Half of Cold War Steve’s work has been “covered up” due to objections by the council


Bournemouth, Christchurch and Pool Council have ordered the cover-up of a controversial artwork on Boscombe beach.

Initially, Cold War Steve’s large 25-metre-long curved windbreak conveyed two opposite sides of society.

As of 25th September, visitors to Boscombe beach have been greeted by the artist’s good side, whereas the ‘dark’ side can only be viewed online.

The two sides of the windbreak, conveying two sides of society, according to Cold War Steve

The two sides of the windbreak, conveying two sides of society, according to Cold War Steve | Sourced by Cold War Steve

Cold War Steve, whose real name is Christopher Spencer said: “It is a celebration and hopeful piece about the UK (with some local heroes included too), looking at the values that make us great – inclusivity, compassion, diversity, charity and creativity; whilst the censored ‘other side’ deals with the dark underbelly of our society, the movements of intolerance, hatred and division – issues that should never be ignored, let alone covered up. “

The darker, dystopian side of the windbreak included many famous faces including Vladimir Putin, Rupert Murdock, naked Boris Johnson, and Nigel Farage as worm amongst the chaos scenes.

Specialising in surreal, satirical Art made initially on his phone, Christopher Spencer is well known for his collages.
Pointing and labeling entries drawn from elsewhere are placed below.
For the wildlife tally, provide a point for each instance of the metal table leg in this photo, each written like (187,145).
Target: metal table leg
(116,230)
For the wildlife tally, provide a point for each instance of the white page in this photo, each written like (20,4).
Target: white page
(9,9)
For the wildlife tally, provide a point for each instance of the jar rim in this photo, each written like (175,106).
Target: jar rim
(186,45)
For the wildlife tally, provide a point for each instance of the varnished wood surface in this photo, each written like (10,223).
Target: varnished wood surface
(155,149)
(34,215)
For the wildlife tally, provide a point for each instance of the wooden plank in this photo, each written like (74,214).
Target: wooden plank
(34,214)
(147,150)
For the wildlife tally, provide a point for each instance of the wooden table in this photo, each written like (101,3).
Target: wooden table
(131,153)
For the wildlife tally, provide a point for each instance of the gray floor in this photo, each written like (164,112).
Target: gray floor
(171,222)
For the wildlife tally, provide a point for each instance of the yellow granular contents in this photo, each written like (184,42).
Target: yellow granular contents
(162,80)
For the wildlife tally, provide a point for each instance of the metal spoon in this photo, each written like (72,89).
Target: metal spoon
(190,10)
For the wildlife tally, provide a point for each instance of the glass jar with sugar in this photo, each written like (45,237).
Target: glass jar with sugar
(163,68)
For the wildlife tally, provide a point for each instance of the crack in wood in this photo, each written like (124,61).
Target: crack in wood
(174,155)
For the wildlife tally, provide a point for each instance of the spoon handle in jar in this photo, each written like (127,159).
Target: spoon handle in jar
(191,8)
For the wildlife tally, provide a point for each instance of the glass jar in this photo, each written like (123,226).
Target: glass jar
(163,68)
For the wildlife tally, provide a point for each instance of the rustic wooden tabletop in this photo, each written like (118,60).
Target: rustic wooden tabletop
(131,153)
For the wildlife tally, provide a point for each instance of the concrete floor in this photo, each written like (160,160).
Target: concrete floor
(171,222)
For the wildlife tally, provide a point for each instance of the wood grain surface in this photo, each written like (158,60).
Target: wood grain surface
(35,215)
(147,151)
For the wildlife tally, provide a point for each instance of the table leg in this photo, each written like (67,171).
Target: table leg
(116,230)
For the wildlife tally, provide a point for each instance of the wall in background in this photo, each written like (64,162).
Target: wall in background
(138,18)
He has three solo exhibitions, books, commissions for the National Galleries of Scotland, the Whitworth in Manchester, the Birmingham Museum and Gallery, a giant billboard installation at Glastonbury Festival and an international TIME magazine cover under his belt.

Cold War Steve building his 25 meter windbreak

The artist building his 25-meter windbreak | Sourced by Cold War Steve

His work at the Boscombe beach is part of a Cold War Steve’s ongoing venture to take his work out into the outside world again. Across September and October, he will be revealing four outdoor artworks, two still waiting to be displayed in Coventry and Liverpool. All pieces will be free for everyone to visit.
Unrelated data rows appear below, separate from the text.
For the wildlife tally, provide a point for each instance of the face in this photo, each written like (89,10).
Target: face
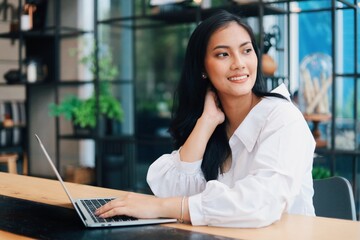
(231,61)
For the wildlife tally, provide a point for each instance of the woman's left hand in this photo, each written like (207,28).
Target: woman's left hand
(132,204)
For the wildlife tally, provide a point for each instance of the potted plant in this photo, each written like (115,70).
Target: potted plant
(82,112)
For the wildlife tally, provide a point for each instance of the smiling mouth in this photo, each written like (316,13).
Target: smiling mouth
(238,78)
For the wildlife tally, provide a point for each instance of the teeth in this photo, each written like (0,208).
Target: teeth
(238,78)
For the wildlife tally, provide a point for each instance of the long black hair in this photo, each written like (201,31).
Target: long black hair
(190,94)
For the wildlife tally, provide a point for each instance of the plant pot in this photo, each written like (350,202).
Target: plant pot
(78,130)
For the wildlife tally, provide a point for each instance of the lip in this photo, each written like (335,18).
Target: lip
(239,78)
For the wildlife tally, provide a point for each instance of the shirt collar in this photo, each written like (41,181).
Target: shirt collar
(249,130)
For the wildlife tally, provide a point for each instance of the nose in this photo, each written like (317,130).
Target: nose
(237,62)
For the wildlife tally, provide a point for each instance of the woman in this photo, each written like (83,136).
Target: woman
(244,155)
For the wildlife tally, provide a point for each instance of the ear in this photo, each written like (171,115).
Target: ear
(203,75)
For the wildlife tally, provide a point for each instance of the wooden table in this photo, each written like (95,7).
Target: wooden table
(289,227)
Councillor Mark Howell, Acting Leader of BCP Council, said: “Art should evoke emotion and create debate and we are committed to supporting the arts and creative sector including supporting challenging work. Artists are free to produce controversial work, and doing so often increases their profile.

“However, as a council, we have a duty to protect the reputation of our towns and their residents, and not to give the perception that we support any particular viewpoint.

“We are pleased to have participated and contributed to the artistic debate around Cold War Steve’s exhibition for Bournemouth but stand firm by our decision to not permit the showcasing of the dystopian side of the artwork on the beach, as there is a perception it portrays Bournemouth residents and the town in a negative light.

“At a time when we need people to work together, we feel that displaying the image in question would risk further division amongst the public.”